Read at the Thirty-third Annual Meeting of the Western Thoracic Surgical Association, Santa Ana Pueblo, NM, June 27-30, 2007.
Received for publication January 20, 2007; revisions received March 21, 2007; accepted for publication April 12, 2007. * Address for reprints: T. E. David, MD, 200 Elizabeth St. 4N457, Toronto, Ontario, Canada M5G 2C4. (Email: tirone.david{at}uhn.on.ca).
Objective: Our objective was to examine the clinical outcomes of aortic valve replacement with the Toronto SPV bioprosthesis at 12 years.
Methods: The Toronto SPV was used for aortic valve replacement in 357 patients from July 1991 to December 2004. There were 244 men and 113 women with a mean age of 65 ± 10 years. Aortic stenosis was present in 79% of patients, coronary artery disease in 38%, and left ventricular ejection fraction less than 0.40 in 12%. Patients had an annual assessment of valve function using echocardiography. The mean duration of follow-up was 7.7 ± 3.2 years.

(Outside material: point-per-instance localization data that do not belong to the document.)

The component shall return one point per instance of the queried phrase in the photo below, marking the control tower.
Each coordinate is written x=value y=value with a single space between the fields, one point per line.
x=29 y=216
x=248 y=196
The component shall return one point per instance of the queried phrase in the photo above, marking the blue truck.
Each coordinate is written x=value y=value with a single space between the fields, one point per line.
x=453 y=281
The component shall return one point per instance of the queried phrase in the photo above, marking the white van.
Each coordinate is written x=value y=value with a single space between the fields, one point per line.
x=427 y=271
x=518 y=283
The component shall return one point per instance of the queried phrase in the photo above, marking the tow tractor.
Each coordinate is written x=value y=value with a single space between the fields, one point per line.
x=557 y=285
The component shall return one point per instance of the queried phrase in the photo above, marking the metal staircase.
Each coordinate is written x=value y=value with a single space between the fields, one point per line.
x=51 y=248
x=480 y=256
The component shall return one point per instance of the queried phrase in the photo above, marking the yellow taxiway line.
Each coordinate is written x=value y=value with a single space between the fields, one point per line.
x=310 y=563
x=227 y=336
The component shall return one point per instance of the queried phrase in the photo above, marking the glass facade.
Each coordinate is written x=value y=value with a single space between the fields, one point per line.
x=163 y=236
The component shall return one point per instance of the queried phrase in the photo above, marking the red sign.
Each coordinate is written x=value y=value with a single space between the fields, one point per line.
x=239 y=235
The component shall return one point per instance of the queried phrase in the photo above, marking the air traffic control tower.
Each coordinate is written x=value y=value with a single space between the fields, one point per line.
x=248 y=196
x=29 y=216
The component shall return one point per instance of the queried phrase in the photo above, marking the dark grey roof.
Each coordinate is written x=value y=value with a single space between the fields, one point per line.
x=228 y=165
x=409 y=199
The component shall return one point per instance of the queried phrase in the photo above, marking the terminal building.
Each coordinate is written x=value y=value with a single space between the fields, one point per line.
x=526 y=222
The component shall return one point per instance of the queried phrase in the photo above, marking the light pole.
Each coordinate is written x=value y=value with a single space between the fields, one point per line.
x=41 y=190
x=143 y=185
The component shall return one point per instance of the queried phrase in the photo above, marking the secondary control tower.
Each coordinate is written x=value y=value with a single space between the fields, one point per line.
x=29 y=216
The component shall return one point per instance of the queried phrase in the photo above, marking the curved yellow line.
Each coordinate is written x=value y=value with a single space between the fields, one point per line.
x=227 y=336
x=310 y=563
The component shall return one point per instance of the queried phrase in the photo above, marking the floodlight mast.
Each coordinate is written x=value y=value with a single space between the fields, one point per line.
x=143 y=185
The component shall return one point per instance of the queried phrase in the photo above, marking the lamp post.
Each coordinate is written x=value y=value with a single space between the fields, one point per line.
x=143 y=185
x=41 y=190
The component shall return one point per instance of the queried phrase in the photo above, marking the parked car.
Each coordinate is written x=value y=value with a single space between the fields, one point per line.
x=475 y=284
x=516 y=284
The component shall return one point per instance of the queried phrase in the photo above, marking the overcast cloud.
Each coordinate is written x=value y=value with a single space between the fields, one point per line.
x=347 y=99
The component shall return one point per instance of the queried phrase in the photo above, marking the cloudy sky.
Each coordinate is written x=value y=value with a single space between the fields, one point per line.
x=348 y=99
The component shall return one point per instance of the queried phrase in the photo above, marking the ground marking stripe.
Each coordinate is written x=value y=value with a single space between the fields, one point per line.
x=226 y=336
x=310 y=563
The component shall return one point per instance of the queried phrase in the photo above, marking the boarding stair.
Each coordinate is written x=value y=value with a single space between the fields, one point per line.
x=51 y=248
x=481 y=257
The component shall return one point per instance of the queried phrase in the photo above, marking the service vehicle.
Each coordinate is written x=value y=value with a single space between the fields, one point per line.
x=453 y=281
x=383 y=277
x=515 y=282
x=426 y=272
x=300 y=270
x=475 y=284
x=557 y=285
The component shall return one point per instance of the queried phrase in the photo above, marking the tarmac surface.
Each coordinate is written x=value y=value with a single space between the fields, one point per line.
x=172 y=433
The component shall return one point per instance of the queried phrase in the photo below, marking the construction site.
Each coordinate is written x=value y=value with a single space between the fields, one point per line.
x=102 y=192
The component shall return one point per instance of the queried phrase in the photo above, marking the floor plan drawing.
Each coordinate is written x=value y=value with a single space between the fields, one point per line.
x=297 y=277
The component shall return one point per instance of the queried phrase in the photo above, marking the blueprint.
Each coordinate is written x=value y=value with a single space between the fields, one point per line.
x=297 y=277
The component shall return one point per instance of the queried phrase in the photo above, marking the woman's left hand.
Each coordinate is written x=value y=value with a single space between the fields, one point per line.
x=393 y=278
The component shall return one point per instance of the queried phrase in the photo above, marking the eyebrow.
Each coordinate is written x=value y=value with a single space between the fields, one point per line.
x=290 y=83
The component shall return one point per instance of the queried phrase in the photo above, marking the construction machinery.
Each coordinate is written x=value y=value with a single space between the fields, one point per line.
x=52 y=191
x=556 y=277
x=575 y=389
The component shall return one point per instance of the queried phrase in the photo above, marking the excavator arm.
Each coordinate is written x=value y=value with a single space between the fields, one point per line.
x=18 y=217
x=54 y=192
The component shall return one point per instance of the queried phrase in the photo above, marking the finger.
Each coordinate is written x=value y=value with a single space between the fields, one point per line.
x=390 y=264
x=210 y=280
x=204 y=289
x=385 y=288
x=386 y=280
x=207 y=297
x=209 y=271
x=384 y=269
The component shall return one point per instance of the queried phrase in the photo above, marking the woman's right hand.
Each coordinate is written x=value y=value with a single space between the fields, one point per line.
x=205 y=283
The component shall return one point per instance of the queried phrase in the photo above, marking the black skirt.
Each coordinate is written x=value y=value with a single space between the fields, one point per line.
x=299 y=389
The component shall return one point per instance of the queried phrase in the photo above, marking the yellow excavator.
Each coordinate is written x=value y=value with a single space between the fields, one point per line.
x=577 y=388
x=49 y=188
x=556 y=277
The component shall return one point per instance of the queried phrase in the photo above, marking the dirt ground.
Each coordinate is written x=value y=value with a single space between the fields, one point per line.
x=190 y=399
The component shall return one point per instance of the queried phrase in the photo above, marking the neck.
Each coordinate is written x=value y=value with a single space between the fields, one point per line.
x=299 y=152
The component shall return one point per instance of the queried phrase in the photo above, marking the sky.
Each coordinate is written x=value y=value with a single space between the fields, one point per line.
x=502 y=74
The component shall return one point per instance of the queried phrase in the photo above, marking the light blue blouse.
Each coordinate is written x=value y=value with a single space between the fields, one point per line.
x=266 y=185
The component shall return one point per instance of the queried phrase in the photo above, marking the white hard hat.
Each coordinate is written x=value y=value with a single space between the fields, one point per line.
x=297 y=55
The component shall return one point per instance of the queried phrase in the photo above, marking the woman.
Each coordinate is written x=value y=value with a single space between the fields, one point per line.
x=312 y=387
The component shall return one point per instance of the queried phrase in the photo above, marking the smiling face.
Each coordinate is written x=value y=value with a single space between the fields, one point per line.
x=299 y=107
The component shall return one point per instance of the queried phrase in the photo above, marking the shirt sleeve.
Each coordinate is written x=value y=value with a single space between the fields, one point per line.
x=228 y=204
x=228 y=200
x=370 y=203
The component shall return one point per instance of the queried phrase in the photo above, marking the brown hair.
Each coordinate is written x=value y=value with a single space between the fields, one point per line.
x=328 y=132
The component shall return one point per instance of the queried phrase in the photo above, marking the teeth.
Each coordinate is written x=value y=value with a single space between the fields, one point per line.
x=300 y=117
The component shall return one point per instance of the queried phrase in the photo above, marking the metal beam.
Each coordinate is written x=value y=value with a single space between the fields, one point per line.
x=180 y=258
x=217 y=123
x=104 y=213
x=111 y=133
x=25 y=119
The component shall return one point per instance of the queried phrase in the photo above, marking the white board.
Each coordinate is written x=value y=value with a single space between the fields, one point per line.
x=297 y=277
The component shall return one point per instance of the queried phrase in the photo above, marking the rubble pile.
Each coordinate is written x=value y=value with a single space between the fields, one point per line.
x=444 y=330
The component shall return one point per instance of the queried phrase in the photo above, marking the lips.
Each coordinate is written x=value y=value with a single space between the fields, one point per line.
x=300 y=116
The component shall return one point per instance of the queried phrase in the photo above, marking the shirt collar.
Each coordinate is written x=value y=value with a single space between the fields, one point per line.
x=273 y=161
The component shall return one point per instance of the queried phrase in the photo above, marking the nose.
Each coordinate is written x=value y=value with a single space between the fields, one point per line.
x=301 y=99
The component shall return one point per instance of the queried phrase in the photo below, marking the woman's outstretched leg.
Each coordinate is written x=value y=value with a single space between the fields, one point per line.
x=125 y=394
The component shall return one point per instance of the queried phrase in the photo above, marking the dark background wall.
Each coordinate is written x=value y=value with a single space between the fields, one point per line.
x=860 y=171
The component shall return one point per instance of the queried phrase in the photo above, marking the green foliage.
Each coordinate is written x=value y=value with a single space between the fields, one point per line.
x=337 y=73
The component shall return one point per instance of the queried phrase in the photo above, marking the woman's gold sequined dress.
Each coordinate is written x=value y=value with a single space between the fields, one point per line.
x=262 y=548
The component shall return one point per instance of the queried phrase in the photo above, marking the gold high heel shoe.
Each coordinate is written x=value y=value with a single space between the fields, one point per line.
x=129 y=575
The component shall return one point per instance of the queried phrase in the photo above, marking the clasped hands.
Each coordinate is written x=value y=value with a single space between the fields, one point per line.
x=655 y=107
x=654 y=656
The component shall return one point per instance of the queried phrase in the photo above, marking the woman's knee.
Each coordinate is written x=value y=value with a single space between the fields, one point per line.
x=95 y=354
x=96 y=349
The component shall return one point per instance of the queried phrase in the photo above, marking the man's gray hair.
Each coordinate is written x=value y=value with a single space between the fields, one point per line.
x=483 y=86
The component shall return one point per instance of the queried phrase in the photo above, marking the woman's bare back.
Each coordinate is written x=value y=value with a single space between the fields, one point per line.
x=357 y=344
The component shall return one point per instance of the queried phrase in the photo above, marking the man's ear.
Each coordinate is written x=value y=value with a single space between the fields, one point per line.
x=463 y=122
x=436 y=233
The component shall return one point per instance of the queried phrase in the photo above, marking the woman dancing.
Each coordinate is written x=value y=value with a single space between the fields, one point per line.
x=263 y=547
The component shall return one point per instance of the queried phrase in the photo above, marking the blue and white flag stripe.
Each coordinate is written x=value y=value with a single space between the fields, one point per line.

Results: There were 2 operative and 79 late deaths, of which 13 were valve related and 25 heart related. Survival at 12 years was 64% ± 4% and similar to that of the general population matched for age and sex. Forty-nine patients had echocardiographic evidence of bioprosthetic dysfunction. The freedom from structural valve degeneration at 12 years was 69% ± 4% for all patients, 52% ± 8% for patients less than 65 years of age, and 85% ± 4% for patients 65 years of age or older (P = .002). Fifty patients had redo aortic valve replacement: 45 for structural valve degeneration and 5 for endocarditis. The freedom from redo aortic valve replacement at 12 years was 69% ± 4%. Cusp tear with consequent aortic insufficiency was the most common cause of structural valve degeneration. At the latest follow-up contact, 226 (63%) patients were alive with the Toronto SPV valve in place, and 69% were in functional class I, 24% in class II, and 7% in class III.
Conclusions: The Toronto SPV bioprosthesis has provided optimal patient survival and symptomatic improvement but suboptimal valve durability, particularly in patients less than 65 years of age. We now use of this valve mostly in older patients who have a small aortic annulus.